Doescher struggles with epilepsy, Landau-Kleffner Syndrome, and an unknown connective tissue disorder to name a few.
“It’s not even a question of whether it’s going to be causing him something that’s causing lifelong problems,” Angela Doescher, mother said. “But getting COVID will.”
Angela was relieved to find out her son is now eligible to receive the Pfizer vaccine, following the FDA’s emergency use authorization for kids as young as 12.
“I’m really happy,” Angela said. “There’s a lot of controversy and stuff. But for us, we’ve talked to all the doctors, I’ve done the research, there’s no reason. Especially with his medical history.”
Dr. Logan Clausen, Central Oregon Pediatric Associates chief medical officer, says she’s thrilled some of her patients can now get the vaccine as soon as Monday.
“There’s a lot of misunderstanding about COVID in the adolescent population and it can be incredibly severe and life threatening,” Clausen said. “We are seeing increasing rates of teens and 20 year olds being hospitalized here in Central Oregon, so I think it is incredibly important. Especially in this population to get them vaccinated.”

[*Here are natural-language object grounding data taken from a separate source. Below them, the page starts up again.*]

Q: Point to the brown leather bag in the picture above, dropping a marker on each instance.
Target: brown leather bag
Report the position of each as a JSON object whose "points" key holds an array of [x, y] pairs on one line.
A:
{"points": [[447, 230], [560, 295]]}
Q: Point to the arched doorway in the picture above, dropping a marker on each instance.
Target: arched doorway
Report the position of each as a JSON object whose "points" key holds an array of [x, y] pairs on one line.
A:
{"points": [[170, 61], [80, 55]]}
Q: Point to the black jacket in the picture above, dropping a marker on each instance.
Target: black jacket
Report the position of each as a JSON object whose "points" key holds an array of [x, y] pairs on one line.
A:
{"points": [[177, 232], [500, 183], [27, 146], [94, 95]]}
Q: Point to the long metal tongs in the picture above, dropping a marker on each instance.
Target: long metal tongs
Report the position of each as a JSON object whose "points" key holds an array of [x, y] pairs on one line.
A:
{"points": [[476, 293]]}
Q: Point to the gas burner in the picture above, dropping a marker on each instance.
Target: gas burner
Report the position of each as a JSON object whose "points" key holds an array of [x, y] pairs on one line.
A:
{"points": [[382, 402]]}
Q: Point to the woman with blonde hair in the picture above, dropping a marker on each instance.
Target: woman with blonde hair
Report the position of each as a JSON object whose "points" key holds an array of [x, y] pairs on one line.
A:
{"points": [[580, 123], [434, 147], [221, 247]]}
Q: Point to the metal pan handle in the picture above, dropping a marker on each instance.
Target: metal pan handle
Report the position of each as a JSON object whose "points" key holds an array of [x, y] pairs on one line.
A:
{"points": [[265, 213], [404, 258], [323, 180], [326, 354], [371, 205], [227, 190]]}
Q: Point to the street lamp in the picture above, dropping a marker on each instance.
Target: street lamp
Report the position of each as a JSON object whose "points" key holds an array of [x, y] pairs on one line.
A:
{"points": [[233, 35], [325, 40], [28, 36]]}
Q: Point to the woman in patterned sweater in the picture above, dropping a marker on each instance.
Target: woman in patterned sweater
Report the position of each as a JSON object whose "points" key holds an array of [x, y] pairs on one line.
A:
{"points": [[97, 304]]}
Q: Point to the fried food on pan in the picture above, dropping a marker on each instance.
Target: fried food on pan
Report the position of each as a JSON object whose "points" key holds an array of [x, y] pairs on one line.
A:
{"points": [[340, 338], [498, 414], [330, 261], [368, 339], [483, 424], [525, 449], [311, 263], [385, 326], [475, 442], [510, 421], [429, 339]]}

Clausen says the high efficacy rate of the vaccine in children should also instill confidence.
Angela hopes the vaccine will help get life a little back to normal for her son.
“Right now he goes to school, he only goes to one class because after that one class is lunch and everybody with no masks,” Angela said. “Because he gets infections so easily anyway, it’s just not safe for him.”
Doescher hopes to get his vaccine as soon as possible.
“You know, this isn’t just about us,” Angela said. “This is about everybody and getting back into how we can all be together safely.”